Il y aura quelques prédations, dit Wielgus. Mais le chercheur encourage à davantage de moyens non létaux comme les chiens de protections, des effaroucheurs lumineux ou des « cartes à risque » pour décourager le pâturage des troupeaux domestiques dans des zones trop difficiles à protéger. "





_Je suis encore tombée sur une émission sur France 4 clairement orientée "pro anti-loups " , où justement une " spécialiste " (  de je ne sais pas quoi d'ailleurs ) citait le petit chaperon rouge comme une histoire véridique, " non ce n'est pas un mythe " ( que des gens se soient fait bouffer au moyen age et aprés, pas de probléme, mais j'ai du mal à croire au loup qui parle et qui se déguise )

----------


## Yummy63

Signée

----------


## Wilo

de toute façon on a très bien compris que c'est l'éradication pure et simple qu'ils veulent.
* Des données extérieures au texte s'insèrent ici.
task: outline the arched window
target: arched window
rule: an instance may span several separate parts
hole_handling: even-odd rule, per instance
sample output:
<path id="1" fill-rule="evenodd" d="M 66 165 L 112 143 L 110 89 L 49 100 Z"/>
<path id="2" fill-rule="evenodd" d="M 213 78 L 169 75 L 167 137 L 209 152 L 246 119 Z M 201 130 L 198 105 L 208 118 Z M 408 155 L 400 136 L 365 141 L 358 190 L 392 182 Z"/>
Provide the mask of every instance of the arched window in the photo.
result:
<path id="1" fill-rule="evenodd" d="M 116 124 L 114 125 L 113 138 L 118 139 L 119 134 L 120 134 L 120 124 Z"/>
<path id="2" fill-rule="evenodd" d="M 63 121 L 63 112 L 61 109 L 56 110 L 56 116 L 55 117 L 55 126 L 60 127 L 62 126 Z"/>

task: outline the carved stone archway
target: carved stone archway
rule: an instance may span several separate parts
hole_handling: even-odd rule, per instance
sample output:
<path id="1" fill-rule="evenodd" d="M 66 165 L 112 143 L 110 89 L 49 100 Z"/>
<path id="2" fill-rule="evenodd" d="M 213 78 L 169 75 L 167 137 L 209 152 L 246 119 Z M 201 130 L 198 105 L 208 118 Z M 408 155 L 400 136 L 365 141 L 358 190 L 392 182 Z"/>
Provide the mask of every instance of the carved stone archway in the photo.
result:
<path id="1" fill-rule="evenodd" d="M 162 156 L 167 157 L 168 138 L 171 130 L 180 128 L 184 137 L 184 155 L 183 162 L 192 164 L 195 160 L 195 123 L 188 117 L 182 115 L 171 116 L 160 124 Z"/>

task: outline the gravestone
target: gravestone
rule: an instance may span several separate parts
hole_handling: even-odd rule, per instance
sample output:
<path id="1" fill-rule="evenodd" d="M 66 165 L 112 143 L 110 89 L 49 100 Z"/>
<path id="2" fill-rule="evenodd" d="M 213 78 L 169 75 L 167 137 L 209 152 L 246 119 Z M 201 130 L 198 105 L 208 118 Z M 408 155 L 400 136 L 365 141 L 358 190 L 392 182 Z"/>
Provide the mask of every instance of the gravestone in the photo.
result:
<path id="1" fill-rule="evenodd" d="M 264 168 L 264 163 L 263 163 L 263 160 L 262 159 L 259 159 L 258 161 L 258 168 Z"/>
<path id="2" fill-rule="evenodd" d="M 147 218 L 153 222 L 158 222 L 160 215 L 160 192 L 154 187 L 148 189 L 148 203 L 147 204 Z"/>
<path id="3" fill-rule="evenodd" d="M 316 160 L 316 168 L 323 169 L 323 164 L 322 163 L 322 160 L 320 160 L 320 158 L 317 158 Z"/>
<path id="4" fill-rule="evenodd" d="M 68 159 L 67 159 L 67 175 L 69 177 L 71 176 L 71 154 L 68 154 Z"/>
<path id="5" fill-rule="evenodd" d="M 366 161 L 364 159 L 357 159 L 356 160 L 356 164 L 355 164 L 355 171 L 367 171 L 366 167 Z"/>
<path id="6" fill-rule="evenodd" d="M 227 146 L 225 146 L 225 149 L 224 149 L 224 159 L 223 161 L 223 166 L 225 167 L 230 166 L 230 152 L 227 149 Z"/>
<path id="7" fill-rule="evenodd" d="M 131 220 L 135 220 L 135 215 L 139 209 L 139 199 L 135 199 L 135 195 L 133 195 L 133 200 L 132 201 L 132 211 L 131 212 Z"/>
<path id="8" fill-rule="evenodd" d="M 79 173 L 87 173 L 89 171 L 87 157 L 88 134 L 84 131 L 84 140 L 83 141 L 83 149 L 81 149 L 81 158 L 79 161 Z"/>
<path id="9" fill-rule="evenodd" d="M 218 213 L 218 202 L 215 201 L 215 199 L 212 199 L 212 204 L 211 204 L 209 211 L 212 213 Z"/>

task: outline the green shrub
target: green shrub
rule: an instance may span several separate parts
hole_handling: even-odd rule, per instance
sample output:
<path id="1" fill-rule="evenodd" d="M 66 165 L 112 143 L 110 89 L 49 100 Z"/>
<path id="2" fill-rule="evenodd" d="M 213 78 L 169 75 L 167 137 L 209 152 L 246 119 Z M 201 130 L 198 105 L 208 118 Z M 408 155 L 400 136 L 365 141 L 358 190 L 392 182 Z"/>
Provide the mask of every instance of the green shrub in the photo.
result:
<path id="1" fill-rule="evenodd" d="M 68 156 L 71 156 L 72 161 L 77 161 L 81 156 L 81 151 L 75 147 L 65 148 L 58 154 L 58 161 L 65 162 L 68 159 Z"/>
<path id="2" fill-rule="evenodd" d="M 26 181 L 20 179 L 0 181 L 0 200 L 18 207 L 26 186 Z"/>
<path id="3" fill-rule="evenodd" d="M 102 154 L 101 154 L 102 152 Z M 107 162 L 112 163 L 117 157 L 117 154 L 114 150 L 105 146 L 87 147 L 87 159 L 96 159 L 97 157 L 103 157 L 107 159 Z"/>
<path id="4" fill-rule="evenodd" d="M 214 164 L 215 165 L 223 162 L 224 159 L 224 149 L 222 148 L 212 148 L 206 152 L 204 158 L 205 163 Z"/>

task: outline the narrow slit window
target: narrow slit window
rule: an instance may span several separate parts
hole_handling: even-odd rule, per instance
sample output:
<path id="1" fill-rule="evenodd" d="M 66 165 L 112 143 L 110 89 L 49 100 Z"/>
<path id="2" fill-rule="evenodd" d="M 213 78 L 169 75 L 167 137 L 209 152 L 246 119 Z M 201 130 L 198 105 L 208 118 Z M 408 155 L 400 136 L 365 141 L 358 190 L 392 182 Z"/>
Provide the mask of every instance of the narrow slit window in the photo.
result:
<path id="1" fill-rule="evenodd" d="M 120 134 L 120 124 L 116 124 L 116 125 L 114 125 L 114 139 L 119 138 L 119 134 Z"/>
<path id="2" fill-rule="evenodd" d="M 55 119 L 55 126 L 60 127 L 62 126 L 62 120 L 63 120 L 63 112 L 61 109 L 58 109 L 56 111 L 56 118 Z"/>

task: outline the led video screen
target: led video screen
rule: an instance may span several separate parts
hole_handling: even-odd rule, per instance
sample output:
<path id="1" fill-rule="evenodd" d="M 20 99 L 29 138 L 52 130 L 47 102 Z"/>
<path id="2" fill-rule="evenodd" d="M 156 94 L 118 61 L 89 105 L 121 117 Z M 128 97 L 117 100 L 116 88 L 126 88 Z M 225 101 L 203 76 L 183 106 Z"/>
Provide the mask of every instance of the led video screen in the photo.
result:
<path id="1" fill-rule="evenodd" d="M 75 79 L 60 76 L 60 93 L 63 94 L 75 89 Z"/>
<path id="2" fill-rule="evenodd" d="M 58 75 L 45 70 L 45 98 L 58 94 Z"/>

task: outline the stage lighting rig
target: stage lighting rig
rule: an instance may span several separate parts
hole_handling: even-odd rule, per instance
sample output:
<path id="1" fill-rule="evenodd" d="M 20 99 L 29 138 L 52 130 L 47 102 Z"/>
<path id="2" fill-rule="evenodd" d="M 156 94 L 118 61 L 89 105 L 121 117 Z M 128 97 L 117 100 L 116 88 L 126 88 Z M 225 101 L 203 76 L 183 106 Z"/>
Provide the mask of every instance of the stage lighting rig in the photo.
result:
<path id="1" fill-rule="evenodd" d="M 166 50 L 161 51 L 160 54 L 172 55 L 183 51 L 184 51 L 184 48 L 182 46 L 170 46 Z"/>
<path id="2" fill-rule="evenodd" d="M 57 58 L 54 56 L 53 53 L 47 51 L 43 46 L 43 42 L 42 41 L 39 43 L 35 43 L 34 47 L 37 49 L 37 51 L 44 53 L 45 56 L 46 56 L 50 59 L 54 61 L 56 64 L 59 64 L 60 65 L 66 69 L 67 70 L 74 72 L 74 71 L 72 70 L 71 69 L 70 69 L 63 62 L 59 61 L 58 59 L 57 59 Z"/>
En France de toute façon, ours, lynx, loups, etc, etc.... tout dérange, il faut tout supprimer sauf ce qui les arrange (éleveurs, agriculteurs, chasseurs..........). Et le pire, un gouvernement qui donne le feu vert  ::

----------


## leea

Encore et toujours d'acualité malheureusement, + de 57 000 signatures ... 

_Le préfet du Var récidive et envoie un signal fort pour encourager le braconnage et décimer la population de loups sur la plateau de Canjuers.__Le préfet du Var vient d’ordonner les « tirs de prélèvements » de 4 loups sur le plateau de Canjuers, du 2 janvier au 28 février prochains, par des chasseurs (voir l’arrêté ). Quatre loups ont déjà été abattus par des chasseurs le 24 septembre et le 12 novembre dernier dans le cadre d’un arrêté similaire, alors que l’arrêté ne prévoyait le prélèvement que de 3 loups maximum. Ce braconnage autorisé a été « légalisé » par le préfet, dans un silence indécent, au mépris d’ailleurs des consignes officielles gouvernementales de lutte contre le braconnage dans le cadre du plan loup.__Il y a sur ce plateau 2 meutes évaluées à une vingtaine de loups environ. Quatre loups ont déjà été tués, les 4 loups autorisés par le préfet porteraient donc le nombre de loups prélevés à 8 soit plus de 40 % de la population totale. Cet arrêté est donc en contradiction formelle avec l’exception de la directive européenne « Habitats » qui indique que les prélèvements éventuels ne doivent pas nuire au maintien en état de conservation de l’espèce. Le préfet du Var n’en a cure, il veut que les loups soient éliminés du plateau et fait tout pour y arriver, avec la complicité des chasseurs.__Ferus examine avec ses partenaires associatifs les possibilités de recours contre cet arrêté._

----------


## Wilo

4 loups dont deux louveteaux d'une quinzaine de kilos, des bébés  ::  les chasseurs n'ont aucune pitié, ils ont une pierre à la place du coeur.
j'espère que Ferus va pouvoir faire annuler cet arrêté, jusqu'à présent ils y sont toujours arrivés. Comment se fait il qu'un préfet puisse encourager le braconnage en toute impunité ! c'est scandaleux et monstrueux !

----------


## leea

oui tu as raison à ce niveau là les chasseurs sont des monstres, le prefet du Var aussi, j'imagine que ça fait bien d'avoir un loup ( même un bébé  ) sur  "son tableau de chasse " pourri ..... 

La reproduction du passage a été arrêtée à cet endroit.